Deep neural networks and other modern machine learning models are often susceptible to adversarial attacks. Indeed, an adversary may often be able to change a model's prediction through a small, directed perturbation of the model's input - an issue in safety-critical applications. Adversarially robust machine learning is usually based on a minmax optimisation problem that minimises the machine learning loss under maximisation-based adversarial attacks. In this work, we study adversaries that determine their attack using a Bayesian statistical approach rather than maximisation. The resulting Bayesian adversarial robustness problem is a relaxation of the usual minmax problem. To solve this problem, we propose Abram - a continuous-time particle system that shall approximate the gradient flow corresponding to the underlying learning problem. We show that Abram approximates a McKean-Vlasov process and justify the use of Abram by giving assumptions under which the McKean-Vlasov process finds the minimiser of the Bayesian adversarial robustness problem. We discuss two ways to discretise Abram and show its suitability in benchmark adversarial deep learning experiments.

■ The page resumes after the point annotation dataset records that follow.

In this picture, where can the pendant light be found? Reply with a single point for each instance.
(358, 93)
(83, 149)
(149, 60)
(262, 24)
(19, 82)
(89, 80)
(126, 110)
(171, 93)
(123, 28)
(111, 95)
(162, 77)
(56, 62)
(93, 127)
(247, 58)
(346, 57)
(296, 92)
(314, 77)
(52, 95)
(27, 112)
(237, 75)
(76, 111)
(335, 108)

翻译：深度神经网络及其他现代机器学习模型常易受对抗攻击影响。事实上，对抗者往往能够通过对模型输入施加微小定向扰动来改变模型预测结果——这在安全关键型应用中构成严重隐患。传统对抗鲁棒机器学习通常基于一个极小极大优化问题，即在最大化对抗攻击下最小化机器学习损失。本研究探讨采用贝叶斯统计方法而非最大化原则确定攻击策略的对抗者。由此产生的贝叶斯对抗鲁棒性问题是对传统极小极大问题的松弛化处理。为解决该问题，我们提出Abram——一个旨在逼近底层学习问题对应梯度流的连续时间粒子系统。我们证明Abram可近似为McKean-Vlasov过程，并通过给出该过程能求解贝叶斯对抗鲁棒性问题最小化解的假设条件，论证Abram方法的合理性。我们探讨了Abram的两种离散化实现方式，并在基准对抗深度学习实验中验证了其适用性。